Consider a unique offering with special prices.

Special menus mean a little bit more work. But a happy hour menu with authentic values, not offered at other times, can really help you target. An example of a non-discount happy hour offering might be “premium brand beers and cocktails at House brand prices”.  Nice to get your customers used to the premium labels as well. The food portion of the menu might be geared to the after-work or after-meetings crowd, as suggested above, while the beverage specials might have the hotel guest in mind. Of course all of your other offerings remain available at regular price.

So, get Happy, and get strategic. Don’t plan for Happy Hour – plan for Happy Occasions, and develop offers and marketing that work for those occasions.

The “Happy” Occasion, Part I

F&B Directors: if you’re promoting the same specials and menus to all of your Happy Hour guests, you’re missing revenue opportunities.  “One size doesn’t fit all” in 2011.

Most hotel bars, the ones I know, are indeed Happy, having offerings at a specified period described by them as “happy hour”.  What is “happy hour” anyway? Well, the phrase is a marketing term that refers to a high value offering at a drinking establishment during the late afternoon to early evening hours. There are several stories about its origin. The one that resonates best with me is centered around Prohibition.

Restaurants could no longer serve beverage alcohol, as you know. So, customers would visit their favorite speakeasy first, then go off to their spirits/beer/wine-free restaurant, sufficiently lubricated. But a euphemism was needed to describe a newly-illegal activity. Apparently it wasn’t cool to announce that you were “going to an illegal bar”.  “Happy hour”, possibly borrowed from the Navy, became that euphemism.

Whether true or not, the term as we use it today gained widespread popularity in the early sixties.

Why does the term remain popular, even in the face of legal obstacles in several states? Because the occasions that drive it are as commonplace today as ever. In other words, customer demand is strong.

Those occasions are:

  • Before dinner
  • After work
  • After a day of meetings in a hotel

These occasions may seem like different ways to say the same thing, but in fact they are not. Recognizing the difference can help a bar, especially hotel bar, develop strategy and promote more effectively.

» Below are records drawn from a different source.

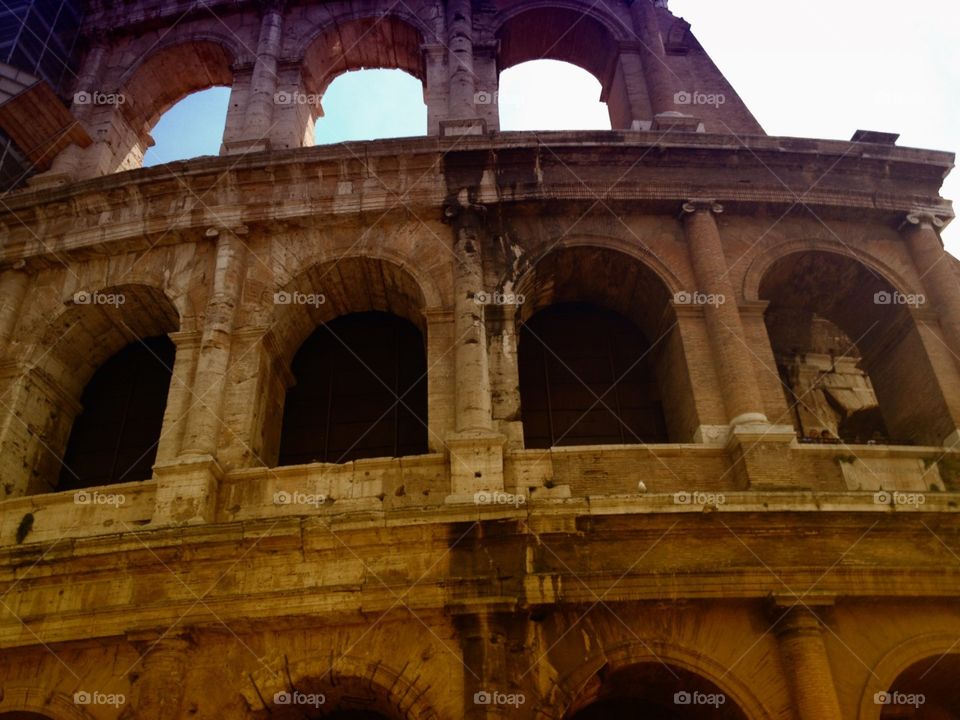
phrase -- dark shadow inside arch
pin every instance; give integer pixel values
(115, 437)
(587, 378)
(927, 690)
(655, 691)
(851, 360)
(360, 391)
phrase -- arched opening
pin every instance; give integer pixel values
(115, 437)
(352, 103)
(360, 391)
(193, 127)
(94, 327)
(571, 37)
(587, 378)
(852, 363)
(551, 95)
(153, 89)
(598, 353)
(927, 690)
(373, 43)
(655, 691)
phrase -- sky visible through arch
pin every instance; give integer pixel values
(820, 69)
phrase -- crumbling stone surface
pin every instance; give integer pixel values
(482, 578)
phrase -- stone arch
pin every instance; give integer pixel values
(388, 285)
(632, 250)
(651, 371)
(828, 304)
(610, 253)
(201, 62)
(569, 32)
(331, 288)
(41, 702)
(896, 661)
(390, 692)
(93, 326)
(573, 35)
(762, 262)
(362, 41)
(102, 327)
(427, 285)
(573, 691)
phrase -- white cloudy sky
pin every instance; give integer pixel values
(818, 68)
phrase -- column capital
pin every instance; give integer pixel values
(923, 217)
(436, 51)
(694, 205)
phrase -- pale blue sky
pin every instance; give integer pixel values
(820, 68)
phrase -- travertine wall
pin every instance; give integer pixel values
(279, 57)
(399, 592)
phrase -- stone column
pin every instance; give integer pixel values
(204, 419)
(66, 165)
(261, 98)
(627, 96)
(741, 394)
(460, 42)
(436, 90)
(486, 83)
(805, 662)
(476, 451)
(180, 397)
(935, 267)
(158, 692)
(13, 288)
(661, 80)
(441, 380)
(472, 404)
(187, 486)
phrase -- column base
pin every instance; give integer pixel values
(712, 435)
(476, 464)
(187, 491)
(459, 128)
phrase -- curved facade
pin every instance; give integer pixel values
(685, 444)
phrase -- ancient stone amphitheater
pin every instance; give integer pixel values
(656, 422)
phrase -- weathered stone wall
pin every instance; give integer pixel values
(798, 580)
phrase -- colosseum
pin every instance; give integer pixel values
(660, 422)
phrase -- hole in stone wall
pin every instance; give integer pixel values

  • The pre-dinner customer is likely to be a hotel guest, and pre-dinner usually means dinner outside the hotel.
  • The after-meetings guest may be a hotel guest as well, or may be a local who attended a meeting.
  • And the after-work customer will be a local.

How else are the occasions different? For one thing, pre-dinner is a seven-nights-a-week occasion, the others are four to five nights. Pre-dinner potential at a hotel bar is driven by occupancy and mitigated by the number of in-house receptions.

After-work potential is driven by the day of the week – Friday is the highest traffic Happy Hour, and Tuesday is the second-highest traffic Happy Hour. This potential will be moderated by numerous hard-to-predict local variables such as weather and traffic conditions.

After-meetings should be easy to project if a hotel has good communications with its meeting planners. Planned functions, or their absence, will be primary indicators here, as will the nature of booking: local group or in-house group.

Next week’s blog will illustrate a very specific strategic approach, based on the Happy Occasion, and it’s easy to implement.

Those are my thoughts, let me know yours.